I haven’t realised until now just how much it hurt me and what kind of damage it actually left. I am glad I am beginning to see it now. This way I can work past it and move on.
Imagination really can be so much worse than reality.
Why did I have to go an get involved with someone who is polyamorous. I do not know if I can handle this. And I am looking forwards to him returning so that I can talk to him about it. Be honest with him about it.

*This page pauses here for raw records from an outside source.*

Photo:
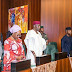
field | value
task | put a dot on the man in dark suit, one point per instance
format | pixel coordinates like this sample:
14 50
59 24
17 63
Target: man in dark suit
66 41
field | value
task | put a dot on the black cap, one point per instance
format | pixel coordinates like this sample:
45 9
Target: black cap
68 28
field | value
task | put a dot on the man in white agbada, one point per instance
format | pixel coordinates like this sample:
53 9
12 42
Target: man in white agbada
35 43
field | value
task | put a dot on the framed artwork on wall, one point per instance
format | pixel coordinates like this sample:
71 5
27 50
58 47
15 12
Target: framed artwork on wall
18 16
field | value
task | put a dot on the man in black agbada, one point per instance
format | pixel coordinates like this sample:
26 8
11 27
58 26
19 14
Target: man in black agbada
66 41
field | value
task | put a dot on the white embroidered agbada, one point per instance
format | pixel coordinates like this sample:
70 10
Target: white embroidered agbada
36 43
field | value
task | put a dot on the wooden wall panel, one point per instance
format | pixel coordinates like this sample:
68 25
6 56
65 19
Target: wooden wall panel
34 12
0 18
55 17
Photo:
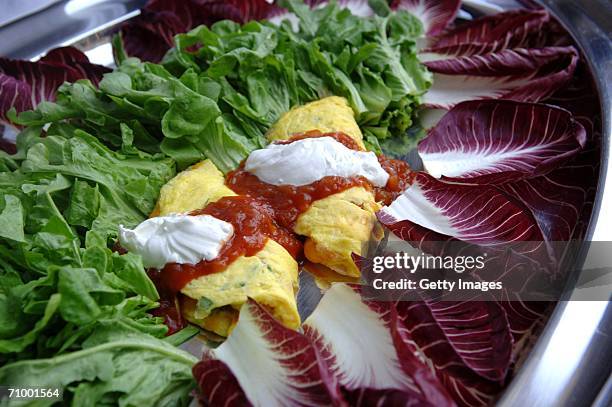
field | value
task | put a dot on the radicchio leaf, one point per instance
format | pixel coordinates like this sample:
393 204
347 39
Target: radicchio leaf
511 29
359 341
469 344
492 142
218 386
435 15
527 75
272 364
24 84
387 397
478 214
471 337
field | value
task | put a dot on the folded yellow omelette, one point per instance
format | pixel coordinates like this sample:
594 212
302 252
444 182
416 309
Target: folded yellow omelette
343 223
213 301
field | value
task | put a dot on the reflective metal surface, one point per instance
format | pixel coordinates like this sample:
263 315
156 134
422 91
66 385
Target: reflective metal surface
63 23
572 359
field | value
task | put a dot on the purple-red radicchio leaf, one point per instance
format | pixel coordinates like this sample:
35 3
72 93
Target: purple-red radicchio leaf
527 75
507 30
360 343
492 142
435 15
469 343
24 84
272 364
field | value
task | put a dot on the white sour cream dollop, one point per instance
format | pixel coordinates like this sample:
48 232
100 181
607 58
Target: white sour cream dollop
305 161
179 239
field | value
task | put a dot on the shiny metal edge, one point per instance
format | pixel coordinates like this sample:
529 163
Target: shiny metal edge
568 364
572 358
61 24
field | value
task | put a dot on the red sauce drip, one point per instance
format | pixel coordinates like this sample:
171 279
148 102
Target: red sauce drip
287 202
168 305
263 211
253 225
400 178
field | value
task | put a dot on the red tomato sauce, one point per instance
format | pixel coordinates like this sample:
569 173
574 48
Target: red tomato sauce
287 202
253 226
263 211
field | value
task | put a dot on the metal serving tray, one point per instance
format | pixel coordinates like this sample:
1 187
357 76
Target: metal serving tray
571 361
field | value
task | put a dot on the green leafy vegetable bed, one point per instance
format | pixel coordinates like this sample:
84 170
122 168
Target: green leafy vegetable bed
74 313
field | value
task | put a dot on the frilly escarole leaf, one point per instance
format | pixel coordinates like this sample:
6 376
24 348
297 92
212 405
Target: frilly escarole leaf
74 313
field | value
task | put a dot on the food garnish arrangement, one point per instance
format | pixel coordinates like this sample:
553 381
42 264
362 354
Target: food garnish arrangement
238 146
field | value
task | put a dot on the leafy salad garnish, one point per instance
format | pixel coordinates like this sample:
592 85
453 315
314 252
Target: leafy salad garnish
94 153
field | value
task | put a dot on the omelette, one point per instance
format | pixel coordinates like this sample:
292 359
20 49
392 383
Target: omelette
342 223
269 277
331 114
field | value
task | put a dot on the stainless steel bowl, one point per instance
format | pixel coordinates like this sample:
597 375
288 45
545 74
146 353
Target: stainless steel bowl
571 361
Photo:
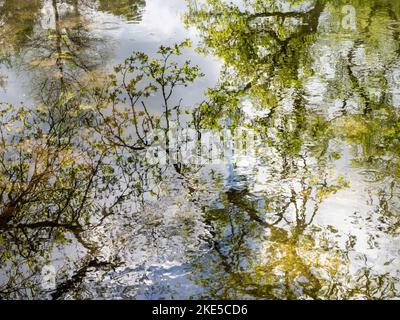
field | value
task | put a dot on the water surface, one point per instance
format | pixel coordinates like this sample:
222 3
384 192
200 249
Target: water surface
291 188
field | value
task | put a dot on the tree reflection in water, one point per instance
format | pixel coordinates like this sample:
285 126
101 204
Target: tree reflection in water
309 211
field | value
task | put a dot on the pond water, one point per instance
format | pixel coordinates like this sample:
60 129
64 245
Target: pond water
265 167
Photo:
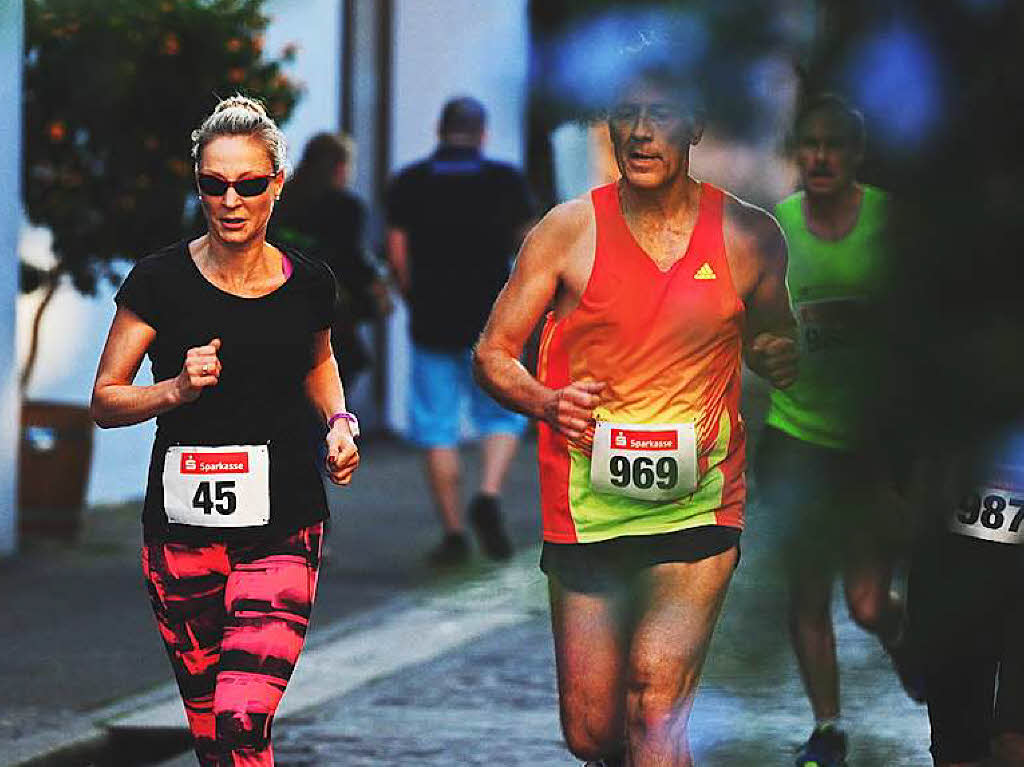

The problem right now is that whenever I see pictures of her with him, of things they do, I feel the jealousy and insecurity stir up in me. I spent a great part of yesterday reading up on polygamy do’s and don’ts. On just how important communication is. On how you can make it work if you don’t know if you’re poly yourself. I’m not even sure what his and my relationship is. That is why I need to talk to him. I am not sure what theirs is, that is another reason. I know he will answer when I ask. This thought calms me. The only thing is that right now I do not know any of the answers. And it is making me feel bad. Because my head comes up with all of these scenarios that are most likely worse and more frightening than the truth.
Oh fuckity fuck when did life become so complicated?
I have the strangest ability to get into all these weird situations.
When did I become grown up enough to actually talk about these things instead of just running away?